Просмотр сообщения в игре «Бегство в Ямато»

      — Для меня честь принять ваш меч, господин, — сказал Шин.
      "Для тебя это смерть", — подумал Рёусин.
      В ударе, который он нанес, была своя извращенная красота. Обман формально не был обманом. "Кому я могу отдать меч?" — всего лишь вопрос, который не обязывает подставлять горло под клинок. Этот удар был из тех, что не стал бы хвалить Годзаэмон, но оценил бы Кохэку.
      Юноша почувствовал дрожь, прошедшую по телу Кацы, и то, какой силы это был человек. Словно приказать срубить могучий дуб. Нет, словно самому его срубить. Щемящее чувство непоправимости на том месте, где должен быть триумф мальчишки, перехитрившего и сразившего бывалого воина.
      Ночь разворачивалась дальше, сверкая клинками. Окура даже не успел подумать о том, как мало у него шансов против двоих (или все же троих?) противников. С взвивгом разошлись клинки, зазвенел ускоряющийся размен. Даже несмотря на то, что царапины в горячечном азарте почти не замедляли порывистые взмахи князя, трудно было в темноте что-то сделать защищенному броней самураю — такие же удары, что жалили тело юноши, оставляли безобидные зарубки на лакированых стальных пластинах воинов Намахаги.
      Два меча дают кое-какое преимущество, но никто и никогда не учил Рёусина драться одному, без защиты, против двух конников в доспехах. Вспомни князь Окура, что еще сегодня утром его просто поколотил какой-то Ханнпейта, все бы пропало, но он и этого не успел — после очередного взжвзжих на голом инстинкте отмахнул клинком, отведя руку для нового удара раньше, чем понял, что попал.
      Это был еще один из красивых извивов сегодняшней ночи. А потом пришла Боль и ночь чуть не закончилась.
      Юноша закричал и это было не рычание рассерженного тигра и не рев вулкана. Это был крик мальчишки, которому блестящей стальной полосой, острой как бритва, вскрыли бок.
      — Оооааа! — кричал Рёусин, выдыхая чистую боль — без обиды, без ненависти, только боль. Он должен был кричать, чтобы не потеряться в этой боли и не зажаться под новыми ударами. У него не было времени отступать и зажиматься. Отчего-то он знал, что нельзя останавливаться, все должно идти быстрее, быстрее, пока не кончится, но не замедляться.
      Исторгнув первую, самую злую боль через крик, и отразив очередной натиск, Окура, словно стрелу, бросил В своего противника вопрос, который сорвался с языка опережая возникающий в голове план:
      — Готов к смерти?
      Рёусин не сомневался — Зубастый готов и умереть и убить.
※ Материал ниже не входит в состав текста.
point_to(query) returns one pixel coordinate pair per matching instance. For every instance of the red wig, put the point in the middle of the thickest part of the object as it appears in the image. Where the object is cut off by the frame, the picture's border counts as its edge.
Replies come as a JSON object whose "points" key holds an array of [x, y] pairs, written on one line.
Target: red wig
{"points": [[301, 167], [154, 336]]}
Но после такого вопроса он не будет сомневаться, что следующий удар "коварный князь Окура" нанесет по нему. А план Рёусина был в том, чтобы поразить его коня и, оставив его усмирять взбесившуюся от дикой боли и ослепшую на один глаз скотину, с места в карьер рвануть навстречу четвертому врагу. Если тот поскачет прямо, не сворачивая, им обоим конец — они разобьются друг об друга в лепешку. Но если тот отвернет, мощная кобыла онны-бугэйси (хотя какой онны-бугэйси? Отныне это лошадь годзаэмона) легко опрокинет то, на чем он едет.
      С таким замыслом Рёусин, в мысли уже почти летящий к тому, четвертому, задал зубастому свой нелепый вопрос.
      Ведь все самураи готовы к смерти.
      Все те, кого знал Рёусин, кроме одного.
      Кроме него самого.
      В тот момент, когда заметил, как тот, четвертый, остановился рядом с маленькой фигуркой Айюны, Рёусин безумно, до ломоты в челюстях захотел жить.